Lambda Labs said it will appear at Nvidia GTC 2026 with booth demos built on Nvidia Blackwell architecture and an expert session covering Vera Rubin NVL72 and Nvidia GB300 NVL72. The preview is notable because it ties Lambda’s positioning directly to the next wave of high-end AI infrastructure that enterprises are watching for training and inference deployments. In practice, the post works as an early signal that GTC will again be a venue where infrastructure providers compete on access to Nvidia’s newest systems.
Security researcher Lukasz Olejnik said Amazon is holding a mandatory meeting about AI breaking internal systems after a briefing note described a trend of incidents with “high blast radius” caused by “Gen-AI assisted changes,” alongside incomplete best practices and safeguards. Gary Marcus quickly amplified the warning as evidence that reliability concerns around AI-assisted engineering are no longer theoretical. The post matters because it points to a new phase in the AI tooling story: companies are no longer just measuring how much agentic coding can accelerate delivery, but how much operational risk it can introduce when used across large production environments.
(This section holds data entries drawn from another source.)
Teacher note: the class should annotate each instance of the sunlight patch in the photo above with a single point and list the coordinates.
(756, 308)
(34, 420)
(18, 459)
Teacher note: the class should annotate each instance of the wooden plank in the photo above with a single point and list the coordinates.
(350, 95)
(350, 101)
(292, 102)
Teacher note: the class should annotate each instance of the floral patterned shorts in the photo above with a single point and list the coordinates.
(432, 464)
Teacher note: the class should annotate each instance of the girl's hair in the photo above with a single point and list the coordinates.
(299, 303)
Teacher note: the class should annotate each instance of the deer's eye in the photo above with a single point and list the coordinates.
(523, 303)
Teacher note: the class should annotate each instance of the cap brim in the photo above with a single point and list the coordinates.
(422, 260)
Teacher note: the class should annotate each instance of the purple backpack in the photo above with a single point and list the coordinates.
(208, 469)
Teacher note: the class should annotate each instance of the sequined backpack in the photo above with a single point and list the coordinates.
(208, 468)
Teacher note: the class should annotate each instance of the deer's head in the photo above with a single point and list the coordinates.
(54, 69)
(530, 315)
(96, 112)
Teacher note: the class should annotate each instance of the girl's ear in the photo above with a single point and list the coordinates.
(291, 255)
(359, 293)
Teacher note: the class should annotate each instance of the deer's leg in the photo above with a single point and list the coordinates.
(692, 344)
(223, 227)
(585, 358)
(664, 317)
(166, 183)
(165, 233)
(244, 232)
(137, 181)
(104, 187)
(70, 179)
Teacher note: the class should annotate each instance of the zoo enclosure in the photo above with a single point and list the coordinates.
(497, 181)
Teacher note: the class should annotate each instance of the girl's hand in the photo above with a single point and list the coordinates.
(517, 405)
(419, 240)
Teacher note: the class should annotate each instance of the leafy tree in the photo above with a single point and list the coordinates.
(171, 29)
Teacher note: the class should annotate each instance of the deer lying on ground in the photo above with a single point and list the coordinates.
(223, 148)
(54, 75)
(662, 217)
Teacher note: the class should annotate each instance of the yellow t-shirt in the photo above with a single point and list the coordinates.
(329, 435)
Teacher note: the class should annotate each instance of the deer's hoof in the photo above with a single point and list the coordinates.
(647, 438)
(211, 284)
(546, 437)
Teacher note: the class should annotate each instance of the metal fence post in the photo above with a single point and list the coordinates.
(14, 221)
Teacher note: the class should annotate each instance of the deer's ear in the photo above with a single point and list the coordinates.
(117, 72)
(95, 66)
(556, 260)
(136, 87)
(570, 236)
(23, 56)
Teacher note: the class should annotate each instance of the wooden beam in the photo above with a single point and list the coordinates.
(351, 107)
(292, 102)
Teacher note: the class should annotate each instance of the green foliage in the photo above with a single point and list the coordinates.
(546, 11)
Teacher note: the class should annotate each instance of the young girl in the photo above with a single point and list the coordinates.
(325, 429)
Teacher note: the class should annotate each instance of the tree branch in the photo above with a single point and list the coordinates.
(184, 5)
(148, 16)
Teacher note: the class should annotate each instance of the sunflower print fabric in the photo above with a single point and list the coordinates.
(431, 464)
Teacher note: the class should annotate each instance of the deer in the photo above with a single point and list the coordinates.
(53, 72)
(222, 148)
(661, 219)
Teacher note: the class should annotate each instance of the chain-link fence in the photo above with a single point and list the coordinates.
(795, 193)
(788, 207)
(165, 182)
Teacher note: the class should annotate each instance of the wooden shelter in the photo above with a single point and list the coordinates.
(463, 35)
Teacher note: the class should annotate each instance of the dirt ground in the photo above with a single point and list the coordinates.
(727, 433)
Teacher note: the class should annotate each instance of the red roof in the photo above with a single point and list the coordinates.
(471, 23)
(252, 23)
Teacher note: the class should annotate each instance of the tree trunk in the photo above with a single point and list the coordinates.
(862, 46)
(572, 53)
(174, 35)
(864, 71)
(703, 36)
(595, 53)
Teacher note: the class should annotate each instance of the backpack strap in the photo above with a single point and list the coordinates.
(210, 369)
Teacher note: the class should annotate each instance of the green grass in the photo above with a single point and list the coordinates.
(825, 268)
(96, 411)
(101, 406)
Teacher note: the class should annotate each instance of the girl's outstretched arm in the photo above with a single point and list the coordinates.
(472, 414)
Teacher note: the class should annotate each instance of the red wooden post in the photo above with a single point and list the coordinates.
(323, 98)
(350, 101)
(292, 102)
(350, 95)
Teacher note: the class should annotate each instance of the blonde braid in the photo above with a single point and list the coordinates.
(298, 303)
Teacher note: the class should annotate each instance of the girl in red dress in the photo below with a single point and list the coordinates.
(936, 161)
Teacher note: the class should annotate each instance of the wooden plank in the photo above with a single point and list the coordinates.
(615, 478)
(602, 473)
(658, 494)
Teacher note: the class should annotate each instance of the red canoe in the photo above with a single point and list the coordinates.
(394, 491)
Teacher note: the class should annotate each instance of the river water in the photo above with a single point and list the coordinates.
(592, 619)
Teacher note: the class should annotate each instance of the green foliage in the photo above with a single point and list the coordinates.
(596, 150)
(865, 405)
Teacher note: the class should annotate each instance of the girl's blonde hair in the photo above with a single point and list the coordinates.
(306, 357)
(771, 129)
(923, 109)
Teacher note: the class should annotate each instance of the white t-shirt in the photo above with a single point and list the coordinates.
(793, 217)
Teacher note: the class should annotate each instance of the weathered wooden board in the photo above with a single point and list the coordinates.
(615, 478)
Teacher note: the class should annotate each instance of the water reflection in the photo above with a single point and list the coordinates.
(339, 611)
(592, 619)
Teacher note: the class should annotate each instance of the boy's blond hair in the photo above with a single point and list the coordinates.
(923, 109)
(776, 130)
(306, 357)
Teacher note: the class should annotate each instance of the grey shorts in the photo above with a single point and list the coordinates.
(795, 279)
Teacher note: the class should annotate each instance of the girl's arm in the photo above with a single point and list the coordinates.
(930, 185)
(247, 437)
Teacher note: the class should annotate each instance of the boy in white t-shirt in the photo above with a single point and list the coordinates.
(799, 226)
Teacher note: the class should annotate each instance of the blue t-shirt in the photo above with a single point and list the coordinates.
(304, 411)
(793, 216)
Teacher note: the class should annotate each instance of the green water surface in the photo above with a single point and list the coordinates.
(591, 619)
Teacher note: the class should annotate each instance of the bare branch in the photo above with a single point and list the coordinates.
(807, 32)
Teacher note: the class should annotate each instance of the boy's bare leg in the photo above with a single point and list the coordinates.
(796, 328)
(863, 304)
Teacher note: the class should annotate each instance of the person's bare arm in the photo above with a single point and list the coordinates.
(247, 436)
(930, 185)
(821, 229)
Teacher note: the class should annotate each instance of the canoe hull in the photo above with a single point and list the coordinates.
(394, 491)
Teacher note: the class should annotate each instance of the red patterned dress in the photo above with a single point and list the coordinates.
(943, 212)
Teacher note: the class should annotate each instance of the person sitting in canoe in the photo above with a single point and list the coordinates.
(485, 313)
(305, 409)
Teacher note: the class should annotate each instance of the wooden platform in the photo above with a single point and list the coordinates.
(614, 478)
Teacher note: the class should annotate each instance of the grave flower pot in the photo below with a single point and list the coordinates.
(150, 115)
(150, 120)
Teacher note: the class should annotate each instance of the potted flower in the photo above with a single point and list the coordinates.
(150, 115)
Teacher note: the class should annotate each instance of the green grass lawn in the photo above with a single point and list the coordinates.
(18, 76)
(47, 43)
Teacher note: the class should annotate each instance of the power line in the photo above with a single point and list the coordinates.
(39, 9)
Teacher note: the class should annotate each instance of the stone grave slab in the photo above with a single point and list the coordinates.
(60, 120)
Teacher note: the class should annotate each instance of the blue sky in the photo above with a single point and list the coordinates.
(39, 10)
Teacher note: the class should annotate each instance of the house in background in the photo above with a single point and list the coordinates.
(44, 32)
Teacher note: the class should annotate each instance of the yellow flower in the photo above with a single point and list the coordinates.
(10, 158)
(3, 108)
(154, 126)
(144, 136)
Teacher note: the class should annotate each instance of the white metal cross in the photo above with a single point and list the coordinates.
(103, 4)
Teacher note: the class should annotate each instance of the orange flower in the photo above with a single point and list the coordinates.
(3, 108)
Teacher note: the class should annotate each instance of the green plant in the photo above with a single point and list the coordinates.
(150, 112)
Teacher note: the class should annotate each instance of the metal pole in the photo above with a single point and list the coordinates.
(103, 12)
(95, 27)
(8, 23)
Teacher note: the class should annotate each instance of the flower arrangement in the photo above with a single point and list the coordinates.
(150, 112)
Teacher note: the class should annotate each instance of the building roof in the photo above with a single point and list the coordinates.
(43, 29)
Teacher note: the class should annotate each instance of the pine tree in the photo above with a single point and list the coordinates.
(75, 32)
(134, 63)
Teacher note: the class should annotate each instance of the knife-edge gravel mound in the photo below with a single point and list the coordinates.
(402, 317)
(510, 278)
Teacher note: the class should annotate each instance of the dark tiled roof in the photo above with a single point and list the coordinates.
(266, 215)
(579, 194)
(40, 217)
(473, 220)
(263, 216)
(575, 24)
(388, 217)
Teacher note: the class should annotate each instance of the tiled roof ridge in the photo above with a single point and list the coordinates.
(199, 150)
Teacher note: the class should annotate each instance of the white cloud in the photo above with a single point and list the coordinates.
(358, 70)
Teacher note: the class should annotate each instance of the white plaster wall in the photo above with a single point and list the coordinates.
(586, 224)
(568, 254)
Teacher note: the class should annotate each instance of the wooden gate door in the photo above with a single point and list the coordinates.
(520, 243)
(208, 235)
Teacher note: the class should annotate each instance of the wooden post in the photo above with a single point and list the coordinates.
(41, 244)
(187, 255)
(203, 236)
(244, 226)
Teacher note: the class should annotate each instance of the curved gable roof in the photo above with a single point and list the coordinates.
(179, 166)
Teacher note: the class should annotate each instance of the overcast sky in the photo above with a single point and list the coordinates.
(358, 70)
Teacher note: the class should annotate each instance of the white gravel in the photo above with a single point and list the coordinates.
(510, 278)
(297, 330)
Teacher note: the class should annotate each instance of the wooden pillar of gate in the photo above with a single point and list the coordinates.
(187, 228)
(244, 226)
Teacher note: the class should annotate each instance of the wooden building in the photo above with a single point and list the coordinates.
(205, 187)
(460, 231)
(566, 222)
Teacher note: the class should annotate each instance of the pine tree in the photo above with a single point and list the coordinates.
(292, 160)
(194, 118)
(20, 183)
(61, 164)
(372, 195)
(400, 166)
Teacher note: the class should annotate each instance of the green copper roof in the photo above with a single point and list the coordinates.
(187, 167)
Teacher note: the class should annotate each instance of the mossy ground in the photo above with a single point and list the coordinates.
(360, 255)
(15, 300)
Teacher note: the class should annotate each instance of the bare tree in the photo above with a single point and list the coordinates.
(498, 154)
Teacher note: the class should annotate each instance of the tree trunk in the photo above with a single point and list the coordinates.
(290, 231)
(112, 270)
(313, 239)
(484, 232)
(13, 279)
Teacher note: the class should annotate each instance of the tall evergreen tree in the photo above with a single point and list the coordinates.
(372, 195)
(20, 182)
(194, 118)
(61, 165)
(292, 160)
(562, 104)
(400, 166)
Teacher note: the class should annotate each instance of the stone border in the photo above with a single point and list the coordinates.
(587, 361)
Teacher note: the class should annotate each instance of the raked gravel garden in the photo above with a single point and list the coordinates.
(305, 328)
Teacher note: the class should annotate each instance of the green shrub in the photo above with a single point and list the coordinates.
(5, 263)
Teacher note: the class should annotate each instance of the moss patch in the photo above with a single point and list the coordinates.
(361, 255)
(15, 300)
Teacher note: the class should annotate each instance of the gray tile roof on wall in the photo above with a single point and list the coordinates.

Marktechpost reported that ByteDance has released DeerFlow 2.0, an open-source “SuperAgent” framework designed to orchestrate sub-agents, memory systems, and sandboxes for more complex workflows. The release is notable because it reflects a broader shift in open source AI tooling away from single-agent chat interfaces and toward execution stacks built for multi-step autonomous work. For builders, it points to a more modular way to compose research, coding, and task automation systems.
Aravind Srinivas showcased two community-built examples of Perplexity Computer being used for practical consumer automation: one moved a Spotify playlist to YouTube Music from a single pasted URL, and another created a peer-to-peer file transfer app with direct encrypted transfer and no account requirement. The significance is not just the individual demos but the pattern they suggest. Computer-use agents are starting to look like a new layer for coordinating work across existing consumer apps and services, turning awkward manual flows into one-step tasks. That gives Perplexity Computer a clearer product identity as an automation surface rather than just a flashy demo environment.